There is a large and well-equipped children's playground at the back. Fully air-conditioned, the mall has 20,000 square metres of retail space, a theatre, restaurants, bars and parking for 900 cars. Welcome to the Accra Mall in Ghana, one of West Africa's best - and comparable to any mall in the world.
In Ghana, as in many other African countries, young people are living out the continent's economic growth. They are educated and relatively well-off, as seen in their cars, dress and homes.
Ghana's economy grew by an impressive 14.4 per cent in 2011, while many African economies are expected to be among the world's fastest-growing in 2012, according to the World Bank. Ghana, Liberia, Nigeria, Ethiopia, the Democratic Republic of the Congo and others will lead the charge.
Undoubtedly Africa is still bedevilled by poverty, with half of its people living on less than $2 a day. However, its economic growth over the past decade has been striking.
Several factors make Africa an investor's dreamland. McKinsey Global Institute, a think tank, writes, "The rate of return on foreign investment is higher in Africa than in any other developing region."
Africa's economic growth is driven by a number of factors, including an end to many armed conflicts, abundant natural resources and economic reforms that have promoted a better business climate.
More political stability is lubricating the continent's economic engine. The UN Economic Commission for Africa (ECA) in 2005 linked democracy to economic growth. "Good governance is central to improving economic performance and promoting economic progress in Africa," argued Abdoulie Janneh, the ECA executive secretary at the time.
Another important factor is accelerating urbanization. While it may strain social services in the cities, it has also led to an increase in urban consumers. More than 40 per cent of Africa's population now lives in cities, and by 2030 "Africa's top 18 cities will have a combined spending power of $1.3 trillion," McKinsey projects.
The Wall Street Journal reports that Africa's middle class, currently numbering 60 million, will reach 100 million by 2015.

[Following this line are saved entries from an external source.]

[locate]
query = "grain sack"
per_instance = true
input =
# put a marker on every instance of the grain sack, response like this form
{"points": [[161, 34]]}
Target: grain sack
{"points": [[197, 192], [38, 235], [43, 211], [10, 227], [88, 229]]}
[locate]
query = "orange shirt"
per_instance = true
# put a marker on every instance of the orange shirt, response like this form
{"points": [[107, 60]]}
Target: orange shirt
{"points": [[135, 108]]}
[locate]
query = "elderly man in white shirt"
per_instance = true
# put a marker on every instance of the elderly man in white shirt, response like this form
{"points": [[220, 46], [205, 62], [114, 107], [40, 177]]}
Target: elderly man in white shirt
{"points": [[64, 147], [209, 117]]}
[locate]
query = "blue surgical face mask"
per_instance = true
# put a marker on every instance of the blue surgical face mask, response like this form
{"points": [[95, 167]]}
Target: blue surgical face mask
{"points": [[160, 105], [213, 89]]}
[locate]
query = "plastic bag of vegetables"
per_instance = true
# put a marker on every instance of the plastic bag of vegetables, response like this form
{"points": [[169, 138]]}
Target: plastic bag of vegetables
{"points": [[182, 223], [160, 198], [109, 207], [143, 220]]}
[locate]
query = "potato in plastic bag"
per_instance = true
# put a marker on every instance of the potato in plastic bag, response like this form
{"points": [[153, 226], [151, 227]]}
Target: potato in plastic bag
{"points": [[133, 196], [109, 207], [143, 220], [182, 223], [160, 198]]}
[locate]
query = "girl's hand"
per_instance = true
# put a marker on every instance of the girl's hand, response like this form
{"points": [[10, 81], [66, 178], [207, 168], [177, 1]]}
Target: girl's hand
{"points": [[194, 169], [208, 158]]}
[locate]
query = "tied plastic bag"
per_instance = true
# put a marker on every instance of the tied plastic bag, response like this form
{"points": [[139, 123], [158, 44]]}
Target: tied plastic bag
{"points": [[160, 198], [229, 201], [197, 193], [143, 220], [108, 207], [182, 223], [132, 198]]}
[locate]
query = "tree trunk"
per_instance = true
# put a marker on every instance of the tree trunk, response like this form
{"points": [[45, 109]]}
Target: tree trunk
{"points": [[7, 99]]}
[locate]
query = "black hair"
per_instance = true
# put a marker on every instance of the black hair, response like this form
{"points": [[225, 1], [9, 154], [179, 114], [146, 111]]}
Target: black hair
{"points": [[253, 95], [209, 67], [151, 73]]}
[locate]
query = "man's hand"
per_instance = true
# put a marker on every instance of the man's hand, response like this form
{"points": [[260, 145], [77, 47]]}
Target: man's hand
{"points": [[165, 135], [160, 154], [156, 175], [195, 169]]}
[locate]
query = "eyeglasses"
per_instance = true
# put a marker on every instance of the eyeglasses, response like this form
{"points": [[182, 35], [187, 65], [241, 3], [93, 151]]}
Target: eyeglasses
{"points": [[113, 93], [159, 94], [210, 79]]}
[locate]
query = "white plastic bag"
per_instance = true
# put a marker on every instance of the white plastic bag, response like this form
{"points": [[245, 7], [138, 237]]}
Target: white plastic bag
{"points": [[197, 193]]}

Africa's overall economic indicators have been remarkable. Over the past decade, Africa's trade with the rest of the world has increased by more than 200 per cent, annual inflation has averaged only 8 per cent and foreign debt has decreased by 25 per cent. Foreign direct investment (FDI) grew by 27 per cent in 2011 alone.
Even though projections for overall growth in 2012 have been revised downward due to the political crisis in North Africa, Africa's economy will still grow by 4.2 per cent, according to a UN report in June.